While waiting for Elliot to come downstairs, she smokes a cigarette, fixes a drink and berates herself for being a lousy mother. As much as she wants to, Ruth knows she can’t change her ways. She’s tried, sometimes taking a sudden and overzealous interest in her children. She’ll be overly solicitous of them, feigning interest in a piece of music or some foreign film Ken went to see, mooning over Barbara’s new dining room table or the kitchen blender she just bought. She comes at them like a tidal wave, drowning them with attention for as long as she can sustain it. And that’s the problem—she never can sustain it. It’s like all her attempts to quit smoking. She can’t keep it up.

Ruth hears footsteps overhead. “What’s going on with him?” she asks Elliot even before he reaches the staircase landing. “Is he okay?”

“He will be.” Elliot squeezes the tension in his neck before coming over to her, his hand extended for her drink. He takes a sip and passes the glass back before sinking onto the sofa. “We really screwed up this time, Ruthie. We never should have named that doll after Ken.”

“But I thought he was fine with the name.”

“That was before the doll turned out to be such a big deal. Barbie and Ken. It’s like salt and pepper. You can’t say one without the other. And now the kids at school are ribbing him. Saying he’s dating his sister. They called him a fairy, even roughed him up a little—”

“Is he hurt?”

“Just his pride. You know how kids are. They’re saying he doesn’t have a penis—you know, kid stuff. But it stings. We should have listened to Barbara.”

Ruth sits beside him, her gin sloshing in her glass. She thought they were doing a good thing, that her children would be flattered and see the dolls as a tribute. She knows how Barbie has affected her daughter—the teasing from friends; the occasional request for an autograph, which Barbara hates—but Ruth never anticipated the Ken doll having any impact at all on her son. “Well, what the hell do we do now? We can’t change the name.”

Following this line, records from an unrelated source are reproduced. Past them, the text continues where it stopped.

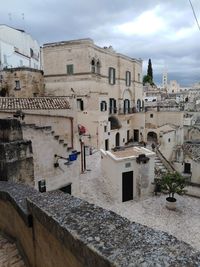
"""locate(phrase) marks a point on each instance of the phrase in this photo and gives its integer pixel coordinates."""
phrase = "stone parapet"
(68, 231)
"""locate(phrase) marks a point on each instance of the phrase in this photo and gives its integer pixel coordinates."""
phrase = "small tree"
(173, 183)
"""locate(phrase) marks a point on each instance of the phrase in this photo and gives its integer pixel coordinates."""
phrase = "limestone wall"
(30, 82)
(56, 229)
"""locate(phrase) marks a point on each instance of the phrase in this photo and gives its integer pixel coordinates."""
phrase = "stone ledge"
(98, 237)
(94, 232)
(16, 194)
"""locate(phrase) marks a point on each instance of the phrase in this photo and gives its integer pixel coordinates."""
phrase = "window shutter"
(113, 76)
(109, 75)
(101, 106)
(82, 105)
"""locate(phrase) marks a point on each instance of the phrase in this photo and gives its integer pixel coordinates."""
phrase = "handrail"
(165, 162)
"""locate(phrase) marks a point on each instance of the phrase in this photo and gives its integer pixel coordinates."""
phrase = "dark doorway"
(187, 168)
(107, 144)
(67, 189)
(136, 135)
(152, 137)
(117, 139)
(128, 135)
(127, 186)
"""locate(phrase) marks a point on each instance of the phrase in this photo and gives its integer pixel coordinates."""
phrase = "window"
(70, 69)
(80, 104)
(17, 85)
(113, 105)
(93, 66)
(126, 106)
(5, 59)
(98, 67)
(103, 106)
(128, 78)
(139, 77)
(111, 75)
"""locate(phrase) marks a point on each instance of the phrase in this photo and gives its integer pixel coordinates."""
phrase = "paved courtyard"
(184, 223)
(9, 255)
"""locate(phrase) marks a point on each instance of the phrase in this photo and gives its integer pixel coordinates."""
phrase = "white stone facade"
(18, 49)
(107, 85)
(128, 177)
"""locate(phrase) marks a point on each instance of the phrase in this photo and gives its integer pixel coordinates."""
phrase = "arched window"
(126, 106)
(98, 67)
(117, 139)
(138, 104)
(103, 106)
(93, 66)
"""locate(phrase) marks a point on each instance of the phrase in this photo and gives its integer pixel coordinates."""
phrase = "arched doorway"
(114, 123)
(117, 139)
(152, 137)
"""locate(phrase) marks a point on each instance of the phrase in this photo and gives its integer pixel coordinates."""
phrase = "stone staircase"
(61, 140)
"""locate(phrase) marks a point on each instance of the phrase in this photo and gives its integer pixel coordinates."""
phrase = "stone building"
(129, 172)
(106, 84)
(18, 49)
(21, 82)
(50, 123)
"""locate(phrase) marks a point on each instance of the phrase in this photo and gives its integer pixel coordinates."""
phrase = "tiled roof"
(34, 103)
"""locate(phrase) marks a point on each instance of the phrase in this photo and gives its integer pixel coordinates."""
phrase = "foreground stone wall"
(56, 229)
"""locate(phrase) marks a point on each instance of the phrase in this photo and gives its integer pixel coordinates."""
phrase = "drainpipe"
(72, 132)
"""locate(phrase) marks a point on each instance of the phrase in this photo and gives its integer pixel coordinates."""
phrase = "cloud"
(164, 31)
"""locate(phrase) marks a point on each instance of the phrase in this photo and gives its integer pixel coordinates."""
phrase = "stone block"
(10, 130)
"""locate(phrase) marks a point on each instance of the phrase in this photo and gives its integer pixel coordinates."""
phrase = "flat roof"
(129, 152)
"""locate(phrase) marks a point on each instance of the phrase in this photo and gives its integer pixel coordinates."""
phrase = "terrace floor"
(184, 223)
(9, 255)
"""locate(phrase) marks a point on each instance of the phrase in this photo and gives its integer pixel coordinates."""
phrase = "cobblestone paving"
(184, 223)
(9, 255)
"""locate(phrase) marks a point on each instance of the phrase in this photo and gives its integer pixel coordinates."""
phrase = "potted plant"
(172, 183)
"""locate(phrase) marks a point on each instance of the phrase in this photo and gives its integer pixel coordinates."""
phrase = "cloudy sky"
(164, 30)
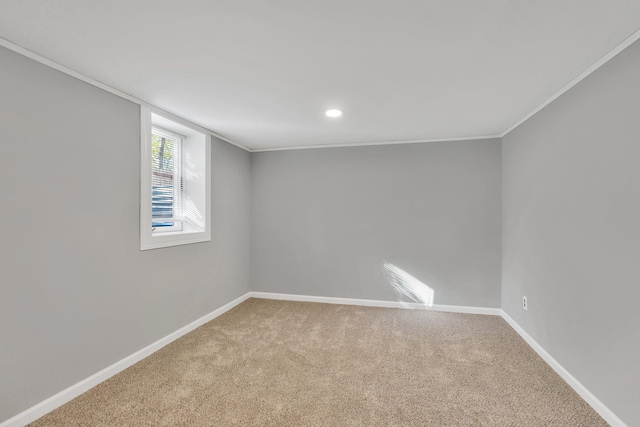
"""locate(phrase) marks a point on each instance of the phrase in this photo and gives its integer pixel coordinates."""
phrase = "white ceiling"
(262, 73)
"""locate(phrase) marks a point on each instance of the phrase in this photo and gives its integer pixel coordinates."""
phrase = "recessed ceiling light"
(333, 113)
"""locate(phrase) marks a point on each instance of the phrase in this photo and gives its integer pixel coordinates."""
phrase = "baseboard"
(77, 389)
(377, 303)
(48, 405)
(595, 403)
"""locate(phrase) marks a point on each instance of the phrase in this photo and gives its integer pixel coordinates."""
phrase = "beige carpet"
(277, 363)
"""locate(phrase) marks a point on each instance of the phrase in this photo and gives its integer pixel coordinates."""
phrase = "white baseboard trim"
(48, 405)
(377, 303)
(595, 403)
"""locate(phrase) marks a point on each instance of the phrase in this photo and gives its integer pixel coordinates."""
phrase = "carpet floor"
(282, 363)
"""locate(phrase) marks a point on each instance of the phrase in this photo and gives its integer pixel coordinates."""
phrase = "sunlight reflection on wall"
(405, 285)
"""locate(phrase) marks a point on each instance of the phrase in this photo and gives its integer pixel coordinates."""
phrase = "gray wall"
(571, 231)
(325, 220)
(77, 294)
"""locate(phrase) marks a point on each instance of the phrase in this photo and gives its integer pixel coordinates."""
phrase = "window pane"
(162, 169)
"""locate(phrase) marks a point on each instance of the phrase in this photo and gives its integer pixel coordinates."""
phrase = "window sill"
(176, 238)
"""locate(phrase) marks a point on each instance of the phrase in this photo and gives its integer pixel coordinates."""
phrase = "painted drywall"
(325, 221)
(571, 231)
(76, 292)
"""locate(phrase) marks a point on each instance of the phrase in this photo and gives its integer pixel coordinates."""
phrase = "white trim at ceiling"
(606, 58)
(39, 58)
(361, 144)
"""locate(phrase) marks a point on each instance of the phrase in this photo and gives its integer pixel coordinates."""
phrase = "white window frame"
(196, 183)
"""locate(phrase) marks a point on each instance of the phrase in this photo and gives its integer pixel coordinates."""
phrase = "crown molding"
(635, 36)
(586, 73)
(48, 62)
(364, 144)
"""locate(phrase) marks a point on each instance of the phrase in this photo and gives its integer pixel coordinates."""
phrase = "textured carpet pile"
(281, 363)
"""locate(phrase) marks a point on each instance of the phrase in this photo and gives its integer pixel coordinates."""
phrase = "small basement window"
(175, 177)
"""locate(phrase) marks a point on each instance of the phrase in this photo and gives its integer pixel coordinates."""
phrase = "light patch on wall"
(405, 285)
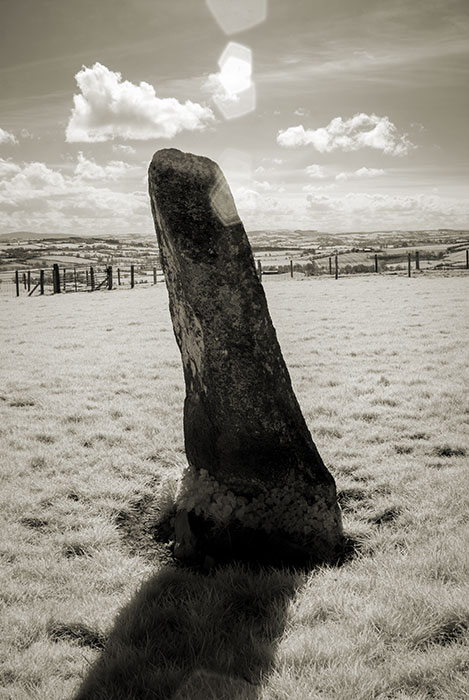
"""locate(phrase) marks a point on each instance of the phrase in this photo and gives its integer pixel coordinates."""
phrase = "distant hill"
(31, 235)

“Hopefully this’ll pass, and he’ll be able to block it all out or else find a way to make them cut it out.”

And he does. By the fall of 1961, Ken finds himself a girlfriend. He’s seventeen years old and Suzie is the first girl he’s ever shown any interest in. Ken has always been shy and awkward, and though the girl is lovely and quite pretty, Ruth can tell something’s bothering her son. He’s grown moody and spends more and more time in his bedroom. A kid who once played piano for hours a day, he’s suddenly abandoned the one thing that brought him true joy.

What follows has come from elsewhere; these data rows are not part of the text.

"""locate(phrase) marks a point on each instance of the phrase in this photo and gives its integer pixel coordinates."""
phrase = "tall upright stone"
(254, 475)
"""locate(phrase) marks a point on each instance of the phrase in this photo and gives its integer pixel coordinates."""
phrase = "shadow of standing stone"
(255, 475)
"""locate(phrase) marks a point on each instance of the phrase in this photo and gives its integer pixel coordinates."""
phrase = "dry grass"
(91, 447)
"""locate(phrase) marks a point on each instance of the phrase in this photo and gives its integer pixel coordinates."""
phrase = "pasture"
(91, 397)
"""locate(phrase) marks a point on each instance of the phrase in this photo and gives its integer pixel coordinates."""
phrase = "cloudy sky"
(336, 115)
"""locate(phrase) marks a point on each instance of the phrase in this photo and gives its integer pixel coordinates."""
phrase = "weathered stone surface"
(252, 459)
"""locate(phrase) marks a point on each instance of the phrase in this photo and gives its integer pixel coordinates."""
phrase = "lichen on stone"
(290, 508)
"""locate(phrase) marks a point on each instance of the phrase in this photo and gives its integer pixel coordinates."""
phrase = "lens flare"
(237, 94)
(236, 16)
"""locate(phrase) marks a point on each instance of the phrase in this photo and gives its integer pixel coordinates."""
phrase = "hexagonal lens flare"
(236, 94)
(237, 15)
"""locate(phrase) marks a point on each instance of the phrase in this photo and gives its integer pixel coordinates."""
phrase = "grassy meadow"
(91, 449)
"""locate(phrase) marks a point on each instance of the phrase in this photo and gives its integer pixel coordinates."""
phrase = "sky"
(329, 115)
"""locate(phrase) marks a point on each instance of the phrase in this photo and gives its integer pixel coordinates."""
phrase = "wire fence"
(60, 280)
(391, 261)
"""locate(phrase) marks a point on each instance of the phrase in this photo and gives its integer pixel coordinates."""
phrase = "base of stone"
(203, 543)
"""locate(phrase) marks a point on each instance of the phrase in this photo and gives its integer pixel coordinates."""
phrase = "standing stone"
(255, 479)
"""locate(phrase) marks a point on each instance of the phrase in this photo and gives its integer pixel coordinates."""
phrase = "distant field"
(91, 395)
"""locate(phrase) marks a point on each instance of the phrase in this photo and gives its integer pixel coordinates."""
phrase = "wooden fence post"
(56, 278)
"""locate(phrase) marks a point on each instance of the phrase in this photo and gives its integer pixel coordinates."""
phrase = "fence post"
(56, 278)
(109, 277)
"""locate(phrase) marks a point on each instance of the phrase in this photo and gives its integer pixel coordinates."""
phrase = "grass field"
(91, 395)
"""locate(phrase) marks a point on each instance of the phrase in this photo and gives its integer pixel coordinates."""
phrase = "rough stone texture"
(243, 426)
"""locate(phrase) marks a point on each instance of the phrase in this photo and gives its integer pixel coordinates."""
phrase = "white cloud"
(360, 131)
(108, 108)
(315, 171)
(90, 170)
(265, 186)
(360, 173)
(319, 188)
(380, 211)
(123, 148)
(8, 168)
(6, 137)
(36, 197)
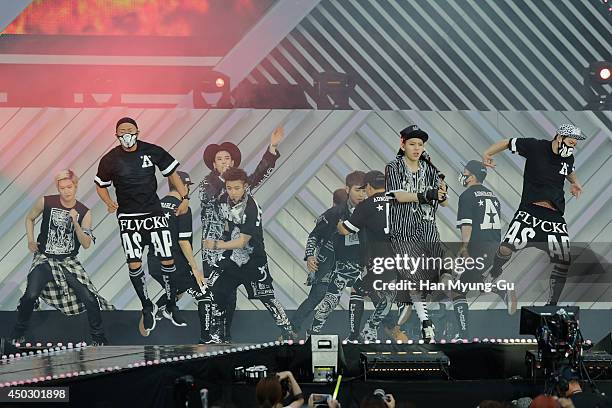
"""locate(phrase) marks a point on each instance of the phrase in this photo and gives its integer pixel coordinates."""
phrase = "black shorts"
(542, 228)
(254, 276)
(138, 230)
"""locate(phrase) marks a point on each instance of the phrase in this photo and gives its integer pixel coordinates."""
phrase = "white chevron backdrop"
(447, 54)
(319, 149)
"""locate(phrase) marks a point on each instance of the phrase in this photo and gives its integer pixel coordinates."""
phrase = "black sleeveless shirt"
(57, 238)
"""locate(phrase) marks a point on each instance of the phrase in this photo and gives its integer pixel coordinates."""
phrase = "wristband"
(422, 199)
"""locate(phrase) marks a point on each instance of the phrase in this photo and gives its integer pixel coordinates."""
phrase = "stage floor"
(135, 376)
(58, 363)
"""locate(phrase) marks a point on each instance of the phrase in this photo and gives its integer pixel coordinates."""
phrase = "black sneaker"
(160, 312)
(148, 317)
(174, 315)
(99, 341)
(18, 340)
(427, 331)
(211, 340)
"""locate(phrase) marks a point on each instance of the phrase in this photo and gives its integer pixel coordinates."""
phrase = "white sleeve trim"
(168, 170)
(464, 221)
(350, 226)
(101, 183)
(513, 145)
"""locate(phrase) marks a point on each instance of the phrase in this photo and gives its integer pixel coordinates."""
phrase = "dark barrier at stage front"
(257, 327)
(478, 371)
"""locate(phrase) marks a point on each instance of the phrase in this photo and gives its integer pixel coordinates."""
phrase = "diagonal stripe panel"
(448, 54)
(319, 149)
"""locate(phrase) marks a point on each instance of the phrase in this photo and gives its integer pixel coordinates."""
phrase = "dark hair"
(234, 174)
(268, 392)
(490, 404)
(544, 401)
(340, 196)
(126, 120)
(354, 179)
(372, 401)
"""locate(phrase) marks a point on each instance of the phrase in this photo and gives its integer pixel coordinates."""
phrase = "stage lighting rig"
(333, 90)
(557, 333)
(598, 85)
(212, 91)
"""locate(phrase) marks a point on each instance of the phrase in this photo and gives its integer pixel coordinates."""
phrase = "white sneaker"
(427, 331)
(511, 301)
(405, 310)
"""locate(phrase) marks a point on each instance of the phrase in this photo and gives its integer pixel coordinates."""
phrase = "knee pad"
(504, 251)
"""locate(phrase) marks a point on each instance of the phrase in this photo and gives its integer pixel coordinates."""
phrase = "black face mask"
(565, 150)
(463, 179)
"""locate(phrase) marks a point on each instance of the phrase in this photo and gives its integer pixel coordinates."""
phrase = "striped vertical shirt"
(406, 219)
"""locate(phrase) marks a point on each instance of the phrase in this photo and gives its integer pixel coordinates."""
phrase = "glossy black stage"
(134, 376)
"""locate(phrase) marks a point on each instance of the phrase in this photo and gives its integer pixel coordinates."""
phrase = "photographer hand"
(390, 401)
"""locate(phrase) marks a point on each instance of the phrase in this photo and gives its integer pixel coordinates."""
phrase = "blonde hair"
(67, 174)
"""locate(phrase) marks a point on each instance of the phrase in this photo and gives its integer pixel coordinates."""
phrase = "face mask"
(565, 150)
(463, 179)
(128, 140)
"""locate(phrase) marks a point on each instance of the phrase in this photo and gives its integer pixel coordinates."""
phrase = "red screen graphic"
(198, 18)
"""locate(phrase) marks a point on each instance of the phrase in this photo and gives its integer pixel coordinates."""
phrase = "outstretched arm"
(268, 161)
(34, 212)
(103, 193)
(576, 187)
(84, 239)
(487, 156)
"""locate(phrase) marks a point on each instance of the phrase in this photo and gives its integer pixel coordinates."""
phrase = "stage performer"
(539, 221)
(218, 158)
(369, 221)
(348, 267)
(56, 275)
(416, 188)
(245, 250)
(188, 277)
(130, 167)
(478, 218)
(320, 258)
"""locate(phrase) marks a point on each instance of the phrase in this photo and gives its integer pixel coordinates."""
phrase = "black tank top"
(57, 238)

As a boyfriend, Ken is going through the motions, doing what is expected. He sends Suzie flowers, buys her a charm bracelet and a necklace. He takes her to the movies and school dances, but his heart’s not in it. It’s like he’s wearing someone else’s clothes. Ruth can’t put her finger on it. Maybe Suzie’s not the right girl. Maybe they don’t have enough in common. Maybe they’re not compatible, although they seem to get along just fine and never argue.

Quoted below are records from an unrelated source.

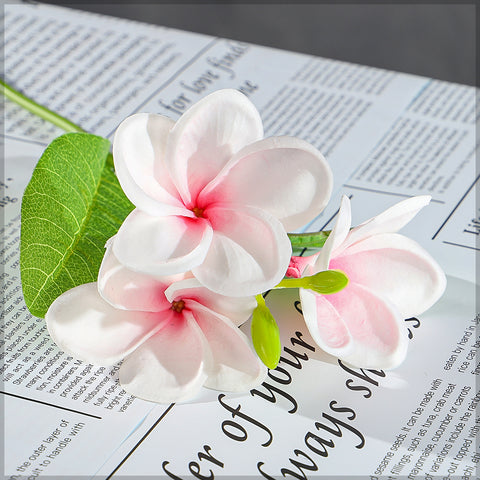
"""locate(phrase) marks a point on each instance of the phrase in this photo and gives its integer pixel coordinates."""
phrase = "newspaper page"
(386, 135)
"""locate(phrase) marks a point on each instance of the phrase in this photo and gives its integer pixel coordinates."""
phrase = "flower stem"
(310, 239)
(39, 110)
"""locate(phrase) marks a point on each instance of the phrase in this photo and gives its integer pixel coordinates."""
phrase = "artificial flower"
(213, 196)
(390, 278)
(173, 335)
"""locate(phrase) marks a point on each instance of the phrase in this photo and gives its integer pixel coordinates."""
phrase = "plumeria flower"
(213, 196)
(390, 278)
(173, 334)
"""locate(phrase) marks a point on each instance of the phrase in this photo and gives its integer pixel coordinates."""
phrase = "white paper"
(386, 135)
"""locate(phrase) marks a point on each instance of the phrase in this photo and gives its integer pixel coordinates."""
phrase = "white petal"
(235, 367)
(249, 253)
(379, 336)
(396, 268)
(206, 137)
(324, 323)
(357, 326)
(389, 221)
(162, 245)
(138, 152)
(285, 176)
(129, 290)
(84, 325)
(236, 309)
(171, 366)
(337, 235)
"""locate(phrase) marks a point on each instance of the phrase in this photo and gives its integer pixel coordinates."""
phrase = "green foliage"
(71, 207)
(308, 240)
(326, 282)
(265, 334)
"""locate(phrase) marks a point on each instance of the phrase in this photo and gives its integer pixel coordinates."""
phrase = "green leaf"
(71, 207)
(308, 240)
(326, 282)
(265, 335)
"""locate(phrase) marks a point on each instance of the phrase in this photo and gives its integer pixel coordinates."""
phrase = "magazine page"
(386, 135)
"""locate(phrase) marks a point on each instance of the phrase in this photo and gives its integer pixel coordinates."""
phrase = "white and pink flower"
(173, 335)
(213, 197)
(391, 278)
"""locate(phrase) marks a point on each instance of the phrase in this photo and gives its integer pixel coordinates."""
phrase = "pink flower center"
(198, 212)
(178, 306)
(293, 270)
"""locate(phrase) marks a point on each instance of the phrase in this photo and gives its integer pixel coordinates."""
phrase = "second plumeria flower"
(213, 196)
(390, 278)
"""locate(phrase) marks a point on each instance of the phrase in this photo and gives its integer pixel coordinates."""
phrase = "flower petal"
(285, 176)
(138, 152)
(324, 323)
(84, 325)
(378, 334)
(162, 245)
(236, 309)
(249, 254)
(337, 235)
(205, 138)
(396, 268)
(389, 221)
(128, 290)
(235, 367)
(171, 366)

Ken can’t tell his mother or Suzie what the problem is. But the truth is that he doesn’t want a girlfriend. At all. And what he does want terrifies him as much as it thrills him. He steals glances at the other boys in class, admiring their muscular physiques, their strong jaws. When he’s alone at night in his room, his innocent body aches for something he fears isn’t normal. Some would even say it’s disgusting. He scolds himself, denies himself and tries to change himself. But it’s of no use. He knows what he is, and to make certain that no one else knows, he keeps it all hidden behind a forced smile and a girlfriend.